In other words, we know that the holy dust should typically be between 1 and 10 μm, otherwise there would have been at least some color, or the dust would have settled down too quickly.

We can also say something about the amount of dust, but this requires a few rough approximations.

We know that the scattered light (e.g., at 30° in the picture) has roughly the same brightness (give or take a factor of a few...) as the ambient light within the basilica. From photography, we know that outdoors we would typically need a shutter which is perhaps 100 times shorter than in the basilica (say 0.01 sec instead of 1 sec). This means that over a distance of about 10 meters (which is the length that my line of sight passes inside the "corpuscular beam"), the dust scatters light which is perhaps 100 times brighter than the ambient, to the ambient level.

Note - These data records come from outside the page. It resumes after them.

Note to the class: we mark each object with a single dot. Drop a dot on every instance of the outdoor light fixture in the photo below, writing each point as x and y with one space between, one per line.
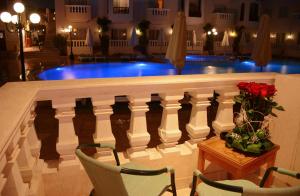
19 7
14 19
35 18
138 32
232 34
273 35
17 26
289 36
5 17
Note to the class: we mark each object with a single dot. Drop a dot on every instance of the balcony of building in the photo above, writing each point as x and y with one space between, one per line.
78 10
158 15
159 125
120 10
225 20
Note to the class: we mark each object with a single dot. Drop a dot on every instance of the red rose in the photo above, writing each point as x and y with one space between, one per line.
264 89
254 88
271 90
243 85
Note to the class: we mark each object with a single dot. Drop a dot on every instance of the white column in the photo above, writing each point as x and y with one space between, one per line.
14 184
25 158
33 140
103 111
169 129
197 126
137 134
224 118
3 179
67 139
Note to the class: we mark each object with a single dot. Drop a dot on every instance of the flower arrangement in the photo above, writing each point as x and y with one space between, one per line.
251 134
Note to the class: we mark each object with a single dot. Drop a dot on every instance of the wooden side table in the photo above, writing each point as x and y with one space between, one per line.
237 164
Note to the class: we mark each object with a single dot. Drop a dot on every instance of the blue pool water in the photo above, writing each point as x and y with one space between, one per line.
194 65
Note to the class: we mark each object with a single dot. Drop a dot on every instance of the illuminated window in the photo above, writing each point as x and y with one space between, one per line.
118 34
242 13
253 14
195 8
153 34
283 12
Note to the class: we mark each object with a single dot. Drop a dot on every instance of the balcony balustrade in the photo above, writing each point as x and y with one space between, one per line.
224 20
20 166
79 47
78 13
158 15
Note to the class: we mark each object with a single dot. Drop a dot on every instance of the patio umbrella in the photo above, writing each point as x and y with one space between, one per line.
261 53
177 45
133 39
194 38
89 39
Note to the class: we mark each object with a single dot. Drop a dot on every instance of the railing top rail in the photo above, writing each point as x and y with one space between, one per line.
16 98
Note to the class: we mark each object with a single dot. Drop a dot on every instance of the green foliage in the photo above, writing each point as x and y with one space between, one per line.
103 36
60 42
143 26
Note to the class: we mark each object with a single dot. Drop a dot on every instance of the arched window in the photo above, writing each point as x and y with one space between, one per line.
195 8
242 12
253 14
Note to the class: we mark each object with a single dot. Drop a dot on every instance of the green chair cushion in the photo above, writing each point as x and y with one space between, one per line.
206 190
144 185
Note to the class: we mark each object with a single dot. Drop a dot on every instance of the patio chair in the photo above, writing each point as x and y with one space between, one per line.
125 180
243 187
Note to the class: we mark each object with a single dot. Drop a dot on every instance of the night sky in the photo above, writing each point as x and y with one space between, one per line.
41 3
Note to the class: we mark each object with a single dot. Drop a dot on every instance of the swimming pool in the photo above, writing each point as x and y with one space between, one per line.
194 65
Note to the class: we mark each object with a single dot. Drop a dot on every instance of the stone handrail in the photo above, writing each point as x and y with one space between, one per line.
17 103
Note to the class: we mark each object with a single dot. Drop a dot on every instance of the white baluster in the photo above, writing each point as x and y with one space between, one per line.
169 129
137 133
224 118
25 158
67 140
35 143
14 185
3 180
103 111
197 127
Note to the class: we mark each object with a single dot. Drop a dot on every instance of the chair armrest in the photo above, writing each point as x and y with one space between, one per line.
153 173
279 170
146 172
197 174
102 145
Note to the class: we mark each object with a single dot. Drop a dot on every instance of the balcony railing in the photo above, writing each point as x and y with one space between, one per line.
224 19
22 170
78 13
158 11
79 47
121 10
158 15
118 43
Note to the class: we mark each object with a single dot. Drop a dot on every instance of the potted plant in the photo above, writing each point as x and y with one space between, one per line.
251 134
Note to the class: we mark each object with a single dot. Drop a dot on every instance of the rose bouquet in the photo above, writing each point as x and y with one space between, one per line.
251 134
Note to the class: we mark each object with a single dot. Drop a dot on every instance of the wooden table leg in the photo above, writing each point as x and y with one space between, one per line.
201 161
270 163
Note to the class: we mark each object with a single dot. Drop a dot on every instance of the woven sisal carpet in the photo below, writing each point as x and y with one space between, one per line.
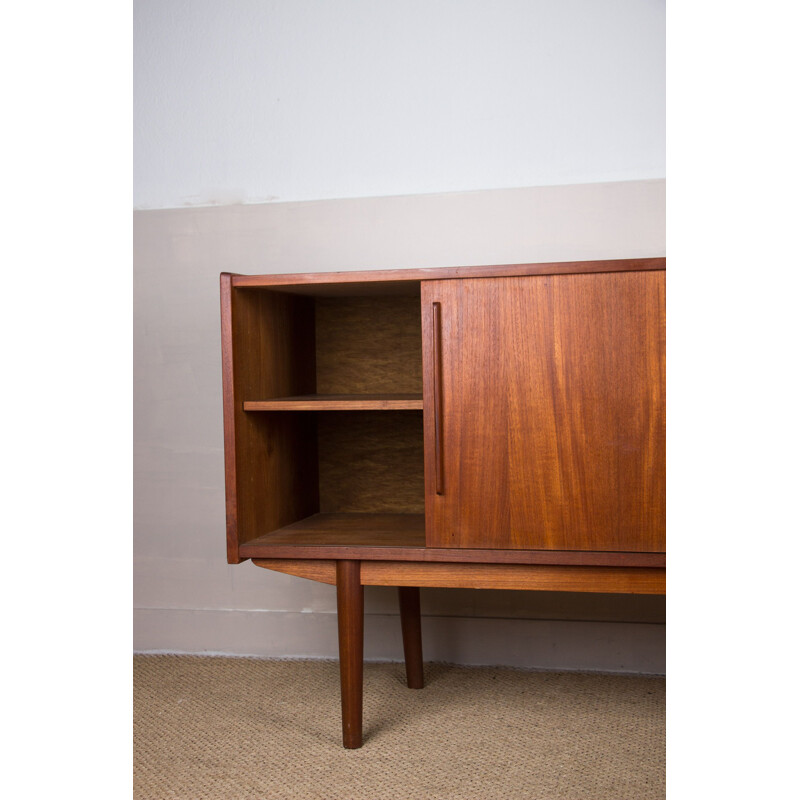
236 728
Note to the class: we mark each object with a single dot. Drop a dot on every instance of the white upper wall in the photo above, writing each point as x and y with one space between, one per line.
248 101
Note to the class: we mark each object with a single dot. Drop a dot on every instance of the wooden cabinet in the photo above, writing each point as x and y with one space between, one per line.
545 412
487 427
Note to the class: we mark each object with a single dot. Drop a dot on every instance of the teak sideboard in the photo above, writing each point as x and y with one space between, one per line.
484 427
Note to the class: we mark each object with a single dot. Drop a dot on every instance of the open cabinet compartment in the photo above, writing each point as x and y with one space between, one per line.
327 406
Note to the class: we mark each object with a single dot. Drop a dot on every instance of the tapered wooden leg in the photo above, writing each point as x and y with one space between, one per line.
350 606
412 635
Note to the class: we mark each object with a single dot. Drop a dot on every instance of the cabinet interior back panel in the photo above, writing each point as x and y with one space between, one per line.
371 462
368 345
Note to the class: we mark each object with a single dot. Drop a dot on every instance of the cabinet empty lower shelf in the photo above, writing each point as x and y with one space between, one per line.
338 402
336 532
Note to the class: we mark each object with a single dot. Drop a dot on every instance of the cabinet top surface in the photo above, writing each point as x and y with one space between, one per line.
406 280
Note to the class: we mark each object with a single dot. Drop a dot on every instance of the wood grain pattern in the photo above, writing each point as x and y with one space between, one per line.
364 283
371 462
322 571
368 345
350 608
553 409
271 354
616 580
411 627
228 417
339 402
401 537
538 577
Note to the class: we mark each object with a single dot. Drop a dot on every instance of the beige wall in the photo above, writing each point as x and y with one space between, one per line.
187 599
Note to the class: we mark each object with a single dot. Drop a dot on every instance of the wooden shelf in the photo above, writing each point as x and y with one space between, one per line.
338 402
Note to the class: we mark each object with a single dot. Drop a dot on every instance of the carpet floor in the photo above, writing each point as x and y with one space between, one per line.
241 728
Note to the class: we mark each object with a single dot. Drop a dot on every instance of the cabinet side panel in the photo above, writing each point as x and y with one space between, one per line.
552 413
231 504
276 459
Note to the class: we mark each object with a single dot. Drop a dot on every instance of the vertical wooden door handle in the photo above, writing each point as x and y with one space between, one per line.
437 397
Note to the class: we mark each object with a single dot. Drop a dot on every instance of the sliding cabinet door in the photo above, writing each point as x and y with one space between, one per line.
544 412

This implies that over one meter, the light beam attenuates by 0.1%. Hence, the total projected area of the dust in a cubic meter of air should be of order 0.001 of a m². If the typical radius is 3μm, we then need about 30 million particles, which add up to about 4 mg per cubic meter... give or take an order of magnitude.

We could discuss the angular dependence of the light scattering, and reach the conclusion for example that the dust particles don't have a large diffusive component, at least not one which is semi-isotropic since otherwise the backscattering would have been much brighter... but given the late hour I'll quit here.